From Bob Sesca:
"America was founded by men of the Enlightenment: a movement which emphasized reason, rationality, liberalism, anti-authoritarianism and political equality. The founders were revolutionary liberals who believed strongly in secular government. This is nowhere near "right of center" or indicative of a Judeo-Christian Nation.
Many of the founding fathers, especially Thomas Jefferson, while claiming to believe in God, were deists and didn't believe in the resurrection or the divinity of Jesus Christ; they didn't believe in Christ's miracles or the holy trinity. Bill O'Reilly would've poked their eyes out with his pointy fingers.
Thomas Paine, whose writing inspired the Declaration of Independence, rejected all religions: "I do not believe in the creed professed by the Jewish Church, by the Roman Church, by the Greek Church, by the Turkish Church, by the Protestant Church, nor by any church that I know of. My own mind is my own church." (The Age of Reason, 1794)
John Adams, as president, signed a treaty in 1796 which stated unequivocally: "As the government of the United States of America is not in any sense founded on the Christian Religion." There's no gray area there.
And, naturally, we have the First Amendment which includes that pesky Establishment Clause which separates church and state. That, and Article VI which forbids a religious test for holding public office. Clearly a section of the Constitution the Republican candidates have overlooked.
Make no mistake, the founders absolutely believed in the existence of a God or a Creator. George Washington often spoke of "Providence." But they were fighting and dying to escape the tyranny of a theocratic government. Why would they risk everything only to establish -- hell, to establish exactly what today's Republican Party wants: an imperial, conquering superpower fronted by a strong executive who legislates Judeo-Christian dogma?
The founders knew that theocracy and authoritarianism were the weapons of tyrants. Likewise, in establishing a constitutional democracy, they knew that if they sanctioned a national religion, then government would be able to tax and regulate religion -- suppressing religious expression. So the founders created a secular nation in which any and all religions would be free to prosper without government intrusion -- and vice versa.

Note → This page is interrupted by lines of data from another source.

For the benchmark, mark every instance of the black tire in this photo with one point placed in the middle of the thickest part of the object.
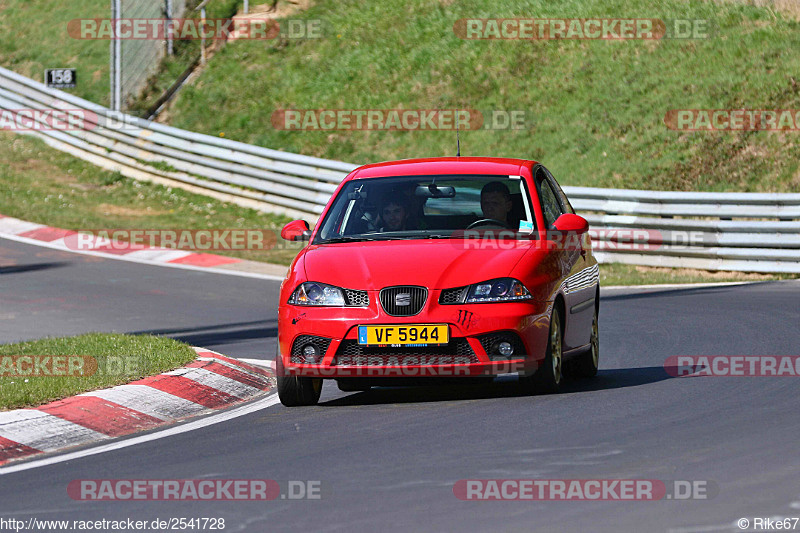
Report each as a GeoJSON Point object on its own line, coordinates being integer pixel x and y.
{"type": "Point", "coordinates": [548, 377]}
{"type": "Point", "coordinates": [352, 385]}
{"type": "Point", "coordinates": [585, 365]}
{"type": "Point", "coordinates": [296, 391]}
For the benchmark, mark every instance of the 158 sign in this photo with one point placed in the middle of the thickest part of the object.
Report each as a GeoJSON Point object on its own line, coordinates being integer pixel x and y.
{"type": "Point", "coordinates": [60, 78]}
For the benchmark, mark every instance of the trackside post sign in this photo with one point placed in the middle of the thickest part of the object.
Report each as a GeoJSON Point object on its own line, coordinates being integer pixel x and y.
{"type": "Point", "coordinates": [60, 78]}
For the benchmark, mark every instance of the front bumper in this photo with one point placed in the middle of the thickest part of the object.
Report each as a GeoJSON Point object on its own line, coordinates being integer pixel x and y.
{"type": "Point", "coordinates": [474, 329]}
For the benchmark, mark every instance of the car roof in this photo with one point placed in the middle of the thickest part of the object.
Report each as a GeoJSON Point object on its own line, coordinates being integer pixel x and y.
{"type": "Point", "coordinates": [442, 165]}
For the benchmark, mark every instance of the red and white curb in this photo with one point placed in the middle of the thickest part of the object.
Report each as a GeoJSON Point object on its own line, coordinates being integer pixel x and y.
{"type": "Point", "coordinates": [211, 382]}
{"type": "Point", "coordinates": [54, 238]}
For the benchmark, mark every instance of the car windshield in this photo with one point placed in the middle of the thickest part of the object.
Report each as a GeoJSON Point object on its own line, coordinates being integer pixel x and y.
{"type": "Point", "coordinates": [426, 207]}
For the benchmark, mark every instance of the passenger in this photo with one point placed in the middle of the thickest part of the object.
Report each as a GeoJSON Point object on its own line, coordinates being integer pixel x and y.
{"type": "Point", "coordinates": [394, 213]}
{"type": "Point", "coordinates": [496, 202]}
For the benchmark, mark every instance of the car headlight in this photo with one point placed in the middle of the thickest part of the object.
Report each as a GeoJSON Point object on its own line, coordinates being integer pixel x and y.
{"type": "Point", "coordinates": [497, 290]}
{"type": "Point", "coordinates": [312, 293]}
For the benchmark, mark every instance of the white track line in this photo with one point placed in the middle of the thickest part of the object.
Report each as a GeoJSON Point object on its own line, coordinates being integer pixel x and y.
{"type": "Point", "coordinates": [212, 270]}
{"type": "Point", "coordinates": [150, 401]}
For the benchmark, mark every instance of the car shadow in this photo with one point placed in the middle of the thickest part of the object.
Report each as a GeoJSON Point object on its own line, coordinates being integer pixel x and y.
{"type": "Point", "coordinates": [502, 387]}
{"type": "Point", "coordinates": [17, 269]}
{"type": "Point", "coordinates": [681, 291]}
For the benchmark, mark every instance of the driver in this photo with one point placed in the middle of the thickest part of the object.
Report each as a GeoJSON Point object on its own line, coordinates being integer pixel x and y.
{"type": "Point", "coordinates": [394, 213]}
{"type": "Point", "coordinates": [496, 202]}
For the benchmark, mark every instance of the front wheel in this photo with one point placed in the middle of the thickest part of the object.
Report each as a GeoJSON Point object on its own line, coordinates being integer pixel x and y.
{"type": "Point", "coordinates": [296, 391]}
{"type": "Point", "coordinates": [547, 378]}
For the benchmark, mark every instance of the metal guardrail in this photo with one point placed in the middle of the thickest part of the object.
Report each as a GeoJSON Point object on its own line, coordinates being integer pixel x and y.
{"type": "Point", "coordinates": [752, 232]}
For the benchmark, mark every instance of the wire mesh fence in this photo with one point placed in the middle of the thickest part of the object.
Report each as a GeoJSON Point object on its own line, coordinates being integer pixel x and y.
{"type": "Point", "coordinates": [134, 61]}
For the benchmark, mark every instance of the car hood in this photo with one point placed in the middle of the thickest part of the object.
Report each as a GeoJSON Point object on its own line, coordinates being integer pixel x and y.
{"type": "Point", "coordinates": [436, 264]}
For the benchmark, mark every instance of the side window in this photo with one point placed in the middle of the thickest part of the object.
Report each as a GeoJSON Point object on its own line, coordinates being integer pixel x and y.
{"type": "Point", "coordinates": [561, 196]}
{"type": "Point", "coordinates": [551, 208]}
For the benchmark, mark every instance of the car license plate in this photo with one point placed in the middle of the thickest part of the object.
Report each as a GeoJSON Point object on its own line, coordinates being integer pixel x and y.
{"type": "Point", "coordinates": [404, 334]}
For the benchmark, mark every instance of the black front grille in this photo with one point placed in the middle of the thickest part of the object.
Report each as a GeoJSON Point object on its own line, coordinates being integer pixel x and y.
{"type": "Point", "coordinates": [356, 298]}
{"type": "Point", "coordinates": [491, 340]}
{"type": "Point", "coordinates": [403, 300]}
{"type": "Point", "coordinates": [453, 296]}
{"type": "Point", "coordinates": [321, 343]}
{"type": "Point", "coordinates": [457, 350]}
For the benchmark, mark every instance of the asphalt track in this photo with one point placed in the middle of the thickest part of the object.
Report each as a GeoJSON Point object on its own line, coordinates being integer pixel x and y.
{"type": "Point", "coordinates": [387, 459]}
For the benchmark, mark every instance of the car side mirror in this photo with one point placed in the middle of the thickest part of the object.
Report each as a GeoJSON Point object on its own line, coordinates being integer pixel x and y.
{"type": "Point", "coordinates": [296, 230]}
{"type": "Point", "coordinates": [569, 223]}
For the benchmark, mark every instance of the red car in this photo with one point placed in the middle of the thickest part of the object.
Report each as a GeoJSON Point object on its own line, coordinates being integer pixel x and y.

As for the political and ideological views of the founders, you can't get much more liberal than instigating a rebellion and engaging in revolutionary warfare against a standing imperial army, a monarch (unitary executive) and a monopolistic mega-corporation (the East India Company, which received the most infamous corporate tax cut of all time -- triggering the Boston Tea Party). Sorry Republicans. The founding fathers were secular liberals. And so are a majority of Americans right here and now."